Conscious that circular economy will be of utmost importance in the future and as a consequence of the ongoing EU and national activities in closing post-consumer plastic waste cycles, the industry Consortium CosPaTox has been founded. CosPaTox stands for Cosmetics, Packaging and Toxicology. The goal is to accomplish the so far missing special safety standards for high-quality Post-Consumer Plastic Recyclates (PCRs) for cosmetics and other household packaging. The time frame is ambitious: within 24 months, CosPaTox intends to publish the results of this work.
CosPaTox consists of major European brand owners of the cosmetic industry, hygiene and detergents & cleaning agent sectors in cooperation with committed recycling companies, plastic manufacturers and plastic convertors which are also counted amongst the members. Moreover, scientific experts in the field of post-consumer packaging waste recycling (e.g. Fraunhofer IVV, FH Wien, Fabes) have been involved in order to implement a focussed working programme in cooperation with industry specialists from member companies.
The aim is to define toxicological safety guidelines for PCRs used in cosmetics packaging, with a first focus on polyolefins (PE and PP). Three different types of packaging are in the focus of CosPaTox: cosmetics leave-on, cosmetics rinse-off and wash- and cleaning detergents. This order reflects the rising demands of recyclate quality. The whole industry will benefit from this work, including companies that have so far refrained from considering non-food PCR as a material due to the lack of toxicological evaluation and standardization.

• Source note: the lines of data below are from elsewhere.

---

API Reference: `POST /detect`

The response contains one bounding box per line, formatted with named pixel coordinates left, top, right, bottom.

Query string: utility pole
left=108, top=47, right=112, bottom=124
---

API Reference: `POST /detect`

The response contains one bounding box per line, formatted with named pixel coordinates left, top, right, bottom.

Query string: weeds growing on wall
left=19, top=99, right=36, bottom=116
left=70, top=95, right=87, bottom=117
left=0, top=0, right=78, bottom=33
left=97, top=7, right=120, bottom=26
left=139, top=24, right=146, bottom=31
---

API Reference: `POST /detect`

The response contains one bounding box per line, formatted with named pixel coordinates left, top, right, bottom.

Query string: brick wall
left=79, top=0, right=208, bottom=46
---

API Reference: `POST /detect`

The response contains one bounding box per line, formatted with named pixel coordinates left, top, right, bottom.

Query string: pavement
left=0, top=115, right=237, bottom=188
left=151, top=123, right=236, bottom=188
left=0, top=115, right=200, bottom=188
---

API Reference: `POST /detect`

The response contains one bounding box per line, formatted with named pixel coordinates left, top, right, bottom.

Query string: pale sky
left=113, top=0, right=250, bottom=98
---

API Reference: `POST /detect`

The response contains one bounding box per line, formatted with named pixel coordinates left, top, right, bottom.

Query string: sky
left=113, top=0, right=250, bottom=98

In addition to the determination of toxicologically safe limit values, the objective also includes the generation of test and measurement methods that can be used quickly on-site by recyclers. The development of a fast analysis is considered essential for the future success of higher recycled content rates, as today it takes weeks to evaluate the recyclate quality e.g. via migration testing.

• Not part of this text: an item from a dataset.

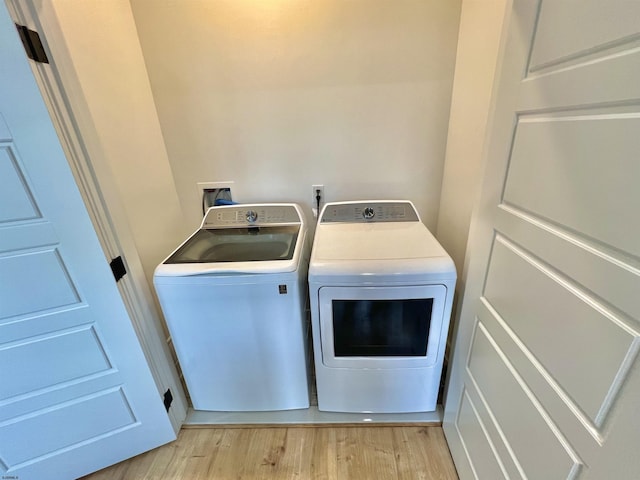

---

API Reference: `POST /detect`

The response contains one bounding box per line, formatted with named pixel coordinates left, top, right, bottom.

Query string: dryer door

The CosPaTox Consortium is open to new members. However, active participation requires a high level of competence in the areas of toxicology as well as the production and processing of plastic recyclates to enrich the working packages. Passive participation is a welcomed option, too.
The European Commission adopted an EU Action Plan for a circular economy in 2015. Plastics have been identified as a key priority and therefore, a strategy addressing the challenges posed by plastics throughout the value chain should be prepared. Plastics are important and ubiquitous materials in today’s economy and daily lives. They have multiple functions that help tackle a number of the challenges facing our society. However, too often the way plastics are produced, used and discarded fails to capture the economic benefits of a ‘circular’ approach and harms the environment. The circular economy represents an alternative and more sustainable model to the traditional linear economy (take, make, dispose).